I am trying to figure out the equivalent of this Java in Clojure:
public int compute(int x) {
if (x < 0) return 0;
// continue do some computing
return result;
}
Is there idiomatic Clojure that "break" processing within a function and return a result?
One of the main guiding principals when programming with Clojure is that everything "returns" a value, though it is usually expressed as "everything evaluates to something". When calling a function the result of the function is the result of the last expression in the function.
user> (defn foo [] 1 2 3 4)
#'user/foo
user> (foo)
4
There are several forms for expressing the idea of "stopping early":
user> (defn compute [x] (cond (< x 0) 0 :default (* x 42)))
#'user/compute
user> (compute 1)
42
or
user> (defn compute [x] (if-let [y (< x 0)] (* 8 y) (* 4 x)))
#'user/compute
user> (compute 1)
4
or a simple if expression.
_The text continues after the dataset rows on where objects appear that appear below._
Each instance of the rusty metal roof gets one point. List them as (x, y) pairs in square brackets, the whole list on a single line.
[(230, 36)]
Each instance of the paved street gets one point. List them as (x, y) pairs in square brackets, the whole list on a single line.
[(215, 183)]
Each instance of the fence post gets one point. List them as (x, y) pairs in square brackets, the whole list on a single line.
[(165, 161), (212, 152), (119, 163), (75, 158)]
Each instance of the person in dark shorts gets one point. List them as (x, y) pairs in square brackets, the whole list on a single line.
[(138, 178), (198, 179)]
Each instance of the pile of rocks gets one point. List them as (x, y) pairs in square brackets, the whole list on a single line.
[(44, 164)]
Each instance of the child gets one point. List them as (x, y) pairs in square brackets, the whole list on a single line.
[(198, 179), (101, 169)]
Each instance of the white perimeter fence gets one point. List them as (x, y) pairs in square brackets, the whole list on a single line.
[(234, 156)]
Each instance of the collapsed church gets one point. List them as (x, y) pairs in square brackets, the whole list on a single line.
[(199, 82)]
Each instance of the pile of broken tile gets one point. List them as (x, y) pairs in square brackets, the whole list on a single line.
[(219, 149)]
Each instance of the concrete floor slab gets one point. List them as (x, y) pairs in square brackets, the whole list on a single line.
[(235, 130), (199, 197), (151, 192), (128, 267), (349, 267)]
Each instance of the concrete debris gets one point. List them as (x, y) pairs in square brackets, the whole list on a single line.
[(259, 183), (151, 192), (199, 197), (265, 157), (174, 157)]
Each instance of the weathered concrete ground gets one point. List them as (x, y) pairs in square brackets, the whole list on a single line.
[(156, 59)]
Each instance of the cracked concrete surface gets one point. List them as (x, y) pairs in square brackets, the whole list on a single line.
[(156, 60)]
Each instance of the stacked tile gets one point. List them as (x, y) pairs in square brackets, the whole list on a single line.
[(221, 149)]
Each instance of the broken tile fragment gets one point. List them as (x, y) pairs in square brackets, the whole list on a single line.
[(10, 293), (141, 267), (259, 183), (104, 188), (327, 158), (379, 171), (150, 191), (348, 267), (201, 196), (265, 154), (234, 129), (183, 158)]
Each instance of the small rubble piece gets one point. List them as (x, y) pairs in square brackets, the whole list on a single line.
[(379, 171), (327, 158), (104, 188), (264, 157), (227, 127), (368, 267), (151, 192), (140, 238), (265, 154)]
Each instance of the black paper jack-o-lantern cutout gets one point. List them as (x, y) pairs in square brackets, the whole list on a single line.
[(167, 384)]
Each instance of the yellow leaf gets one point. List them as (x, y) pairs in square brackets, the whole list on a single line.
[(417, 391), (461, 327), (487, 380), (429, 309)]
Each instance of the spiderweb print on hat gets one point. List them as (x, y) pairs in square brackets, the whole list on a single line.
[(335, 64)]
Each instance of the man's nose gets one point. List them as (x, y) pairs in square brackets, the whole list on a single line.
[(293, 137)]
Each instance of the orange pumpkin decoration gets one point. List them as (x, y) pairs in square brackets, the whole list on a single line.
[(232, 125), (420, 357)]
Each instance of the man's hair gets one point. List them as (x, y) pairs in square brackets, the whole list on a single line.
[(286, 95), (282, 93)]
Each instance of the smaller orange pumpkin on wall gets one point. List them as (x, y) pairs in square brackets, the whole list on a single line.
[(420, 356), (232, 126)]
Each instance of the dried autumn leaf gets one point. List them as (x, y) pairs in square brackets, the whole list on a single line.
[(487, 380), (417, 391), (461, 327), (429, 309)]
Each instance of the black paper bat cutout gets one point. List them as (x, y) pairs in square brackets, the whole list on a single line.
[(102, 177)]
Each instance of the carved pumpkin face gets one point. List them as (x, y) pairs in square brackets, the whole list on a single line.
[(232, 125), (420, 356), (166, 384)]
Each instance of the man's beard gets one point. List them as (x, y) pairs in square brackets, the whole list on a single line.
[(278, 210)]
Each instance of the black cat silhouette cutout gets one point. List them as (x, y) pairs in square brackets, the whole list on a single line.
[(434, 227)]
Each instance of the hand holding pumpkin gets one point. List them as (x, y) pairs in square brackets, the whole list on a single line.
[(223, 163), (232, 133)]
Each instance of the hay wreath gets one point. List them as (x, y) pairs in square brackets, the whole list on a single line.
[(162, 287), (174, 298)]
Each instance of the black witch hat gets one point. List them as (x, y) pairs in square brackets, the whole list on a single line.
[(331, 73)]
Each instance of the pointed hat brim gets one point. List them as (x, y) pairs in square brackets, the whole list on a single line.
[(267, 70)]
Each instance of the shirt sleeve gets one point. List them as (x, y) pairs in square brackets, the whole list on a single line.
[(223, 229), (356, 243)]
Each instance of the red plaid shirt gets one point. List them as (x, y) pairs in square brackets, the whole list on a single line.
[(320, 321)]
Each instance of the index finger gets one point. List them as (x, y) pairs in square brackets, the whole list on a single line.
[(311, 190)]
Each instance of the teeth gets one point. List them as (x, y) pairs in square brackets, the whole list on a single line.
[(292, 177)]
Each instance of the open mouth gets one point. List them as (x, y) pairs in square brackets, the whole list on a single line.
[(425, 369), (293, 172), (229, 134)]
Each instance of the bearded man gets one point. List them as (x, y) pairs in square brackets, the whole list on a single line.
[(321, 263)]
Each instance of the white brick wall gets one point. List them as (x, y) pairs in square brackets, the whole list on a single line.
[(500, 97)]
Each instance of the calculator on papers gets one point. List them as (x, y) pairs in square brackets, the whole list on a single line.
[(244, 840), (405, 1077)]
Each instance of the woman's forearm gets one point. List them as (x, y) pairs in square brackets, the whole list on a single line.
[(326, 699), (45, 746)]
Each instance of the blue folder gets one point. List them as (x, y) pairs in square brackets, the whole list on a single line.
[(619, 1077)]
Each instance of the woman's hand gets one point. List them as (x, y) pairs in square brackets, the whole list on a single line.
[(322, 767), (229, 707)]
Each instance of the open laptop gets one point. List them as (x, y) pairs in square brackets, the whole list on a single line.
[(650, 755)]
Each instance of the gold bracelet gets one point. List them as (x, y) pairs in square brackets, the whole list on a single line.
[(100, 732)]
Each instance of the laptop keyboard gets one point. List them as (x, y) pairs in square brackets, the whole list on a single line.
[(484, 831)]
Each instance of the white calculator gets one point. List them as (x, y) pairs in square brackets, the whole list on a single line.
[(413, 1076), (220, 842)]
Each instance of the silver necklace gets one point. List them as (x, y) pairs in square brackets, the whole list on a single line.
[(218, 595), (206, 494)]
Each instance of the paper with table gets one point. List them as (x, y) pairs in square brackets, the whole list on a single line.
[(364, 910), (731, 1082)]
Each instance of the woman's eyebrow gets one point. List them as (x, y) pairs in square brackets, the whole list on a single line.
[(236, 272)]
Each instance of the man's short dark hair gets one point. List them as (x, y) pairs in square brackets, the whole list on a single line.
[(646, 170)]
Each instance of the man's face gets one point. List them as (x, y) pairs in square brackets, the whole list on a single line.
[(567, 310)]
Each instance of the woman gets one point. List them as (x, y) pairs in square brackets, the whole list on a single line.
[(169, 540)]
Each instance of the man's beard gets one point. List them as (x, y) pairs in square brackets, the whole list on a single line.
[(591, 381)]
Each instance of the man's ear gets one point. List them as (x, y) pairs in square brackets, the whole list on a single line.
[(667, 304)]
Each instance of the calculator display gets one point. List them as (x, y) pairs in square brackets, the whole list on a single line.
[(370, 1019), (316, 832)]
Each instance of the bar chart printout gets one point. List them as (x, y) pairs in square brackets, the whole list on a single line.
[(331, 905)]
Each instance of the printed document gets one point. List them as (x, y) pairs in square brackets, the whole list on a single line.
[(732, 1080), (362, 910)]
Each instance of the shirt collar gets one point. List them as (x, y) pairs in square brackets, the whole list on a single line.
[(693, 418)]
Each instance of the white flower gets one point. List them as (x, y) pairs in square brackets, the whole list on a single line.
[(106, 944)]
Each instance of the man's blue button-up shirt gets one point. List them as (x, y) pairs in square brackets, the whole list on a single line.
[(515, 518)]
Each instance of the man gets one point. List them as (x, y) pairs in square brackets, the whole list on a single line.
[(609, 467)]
The important concept being that everything results in a new value. This has spawned many buzwords in the clojure community including "value oriented programming"
No. There is no short-circuit return statement (or break or goto ... ). Return is implicit.
A near equivalent in Clojure to your example is
(defn test [x]
(if (< x 0)
0
(let [result (comment compute result)]
result)))
But you would probably return result without naming it:
(defn test [x]
(if (< x 0)
0
(comment compute result)))
These run, but the comment always evaluates to nil.
By the way, the if construct with two expressions (rather than the full three) returns nil if the test fails.
(if (< 3 0) 0) ; nil
So there is always something to return.